WHEN ALL IS THE HARDEST WORD OF ALL

A few years ago we visited the British Museum in London, there were so many amazing things to see. Out of them all one thing stood out to me, it was a magnificent Anglo Saxon helmet from Sutton Hoo in East Anglia that was discovered with a treasure trove other artifacts. Sutton Hoo has sometimes been called England’s equivalent of Tutankhamun’s tomb.

Most historians believe that given the fantastic wealth contained in the burial and the dates on the coins it is most likely the burial place of the Anglo-Saxon King Rædwald, who ruled  the Kingdom of East Anglia but achieved influence and power over most of what we know as England today.

Apart from his power and the  treasure found in his grave Rædwald is famous for something else, a temple with two altars, one to Christ and one to the Anglo Saxon pagan Gods. Christianity had been all but destroyed in England when the Romans left, and Raedwald lived during the period when Augustine arrived in southern England sent by the Pope to evangelize the Angles. King Æthelbert of Kent, then overlord of south-eastern Britain, was one of Archbishop Augustine first converts and was baptised a Christian. It seems that under Æthelbert’s influence, Raedwald was also baptised in about 604AD.

 The story goes that when the newly baptised Raedwald returned to his Kingdom he did something significant and very revealing of his spiritual condition. In his royal temple he had an altar to Christ placed next to the altar to the pagan Gods of Angles. Those two altars, it seems to me, were a tangible outward manifestation of the inward condition of Raedwald’s heart. You cant come to any other conclusion than that Raedwald had a compromised heart. He wanted to follow Christ but not wholeheartedly. Raedwald’s heart, like his temple, was partially not entirely devoted to Christ. Anyone visiting the King could see that when it came to being a Christ follower, he had taken the path of compromise rather than the way of consecration.
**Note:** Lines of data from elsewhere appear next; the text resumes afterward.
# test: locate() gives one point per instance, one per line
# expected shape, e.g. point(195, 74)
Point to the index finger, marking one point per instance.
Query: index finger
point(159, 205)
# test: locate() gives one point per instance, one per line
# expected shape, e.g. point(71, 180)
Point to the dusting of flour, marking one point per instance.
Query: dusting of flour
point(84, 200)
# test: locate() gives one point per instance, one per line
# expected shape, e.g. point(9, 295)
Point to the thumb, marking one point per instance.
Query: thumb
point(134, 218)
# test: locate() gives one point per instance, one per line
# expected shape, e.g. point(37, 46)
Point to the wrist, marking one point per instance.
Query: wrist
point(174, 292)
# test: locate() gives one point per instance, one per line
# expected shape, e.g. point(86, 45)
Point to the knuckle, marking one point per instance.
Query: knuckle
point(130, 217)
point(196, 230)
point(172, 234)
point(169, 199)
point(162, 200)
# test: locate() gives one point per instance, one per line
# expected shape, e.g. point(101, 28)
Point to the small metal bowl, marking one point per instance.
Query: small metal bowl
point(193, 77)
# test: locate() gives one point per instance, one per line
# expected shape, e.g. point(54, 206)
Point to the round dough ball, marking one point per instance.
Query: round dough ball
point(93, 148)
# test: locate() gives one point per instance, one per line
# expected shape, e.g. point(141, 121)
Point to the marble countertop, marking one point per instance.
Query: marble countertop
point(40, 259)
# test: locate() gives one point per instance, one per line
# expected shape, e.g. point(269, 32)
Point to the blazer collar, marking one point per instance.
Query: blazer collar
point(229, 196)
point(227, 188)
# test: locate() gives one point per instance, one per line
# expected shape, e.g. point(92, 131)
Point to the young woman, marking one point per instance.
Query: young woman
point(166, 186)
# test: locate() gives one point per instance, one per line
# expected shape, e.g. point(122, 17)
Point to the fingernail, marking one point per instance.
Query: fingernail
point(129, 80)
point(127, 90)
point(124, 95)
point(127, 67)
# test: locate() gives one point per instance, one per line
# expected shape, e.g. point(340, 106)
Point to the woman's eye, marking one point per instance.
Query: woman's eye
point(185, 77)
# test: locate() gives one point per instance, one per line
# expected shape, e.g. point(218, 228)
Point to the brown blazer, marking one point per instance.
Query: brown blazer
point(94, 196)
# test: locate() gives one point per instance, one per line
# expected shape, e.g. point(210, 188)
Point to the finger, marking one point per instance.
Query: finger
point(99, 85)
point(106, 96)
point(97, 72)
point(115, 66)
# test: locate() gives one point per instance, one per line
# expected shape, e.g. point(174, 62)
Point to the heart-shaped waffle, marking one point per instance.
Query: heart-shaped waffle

Raedwald was a man who was hedging his bets, or as Paul puts in Romans 8:5, “living according to the flesh” That pagan altar next to the one dedicated to Christ was a sign for everyone to see that there were areas of King Raedwald’s life where he was going to act as if Christ was not his King. There were aspects of his life where he would not be committed to following Christ but simply continue living as he had before he had met Christ.

I wonder if King Raedwald should be known as the patron saint of compromised Christianity?

 This side of Christ’s return God doesn’t expect absolute perfection from us but he does call us to total consecration, all that we are, given over to all we know of Him with hesitation or reservation.

 Isn’t that, in essence, the expectation Jesus lays on us when he says we are to ‘“Love the Lord your God with all your heart and with all your soul and with all your mind.” Matt 22:37 It’s the small three letter word that Raedwald, and all too often you and I suspect, struggled with. He just wasn’t prepared to give God his “all” Those two altars suggest that Raedwald had come up with a translation of Jesus words that said “I will love the Lord my God, with some of my heart, with bit of my soul and with part of my mind”

Given that the New Testament says our lives are now Temples, how many altars do you have in yours?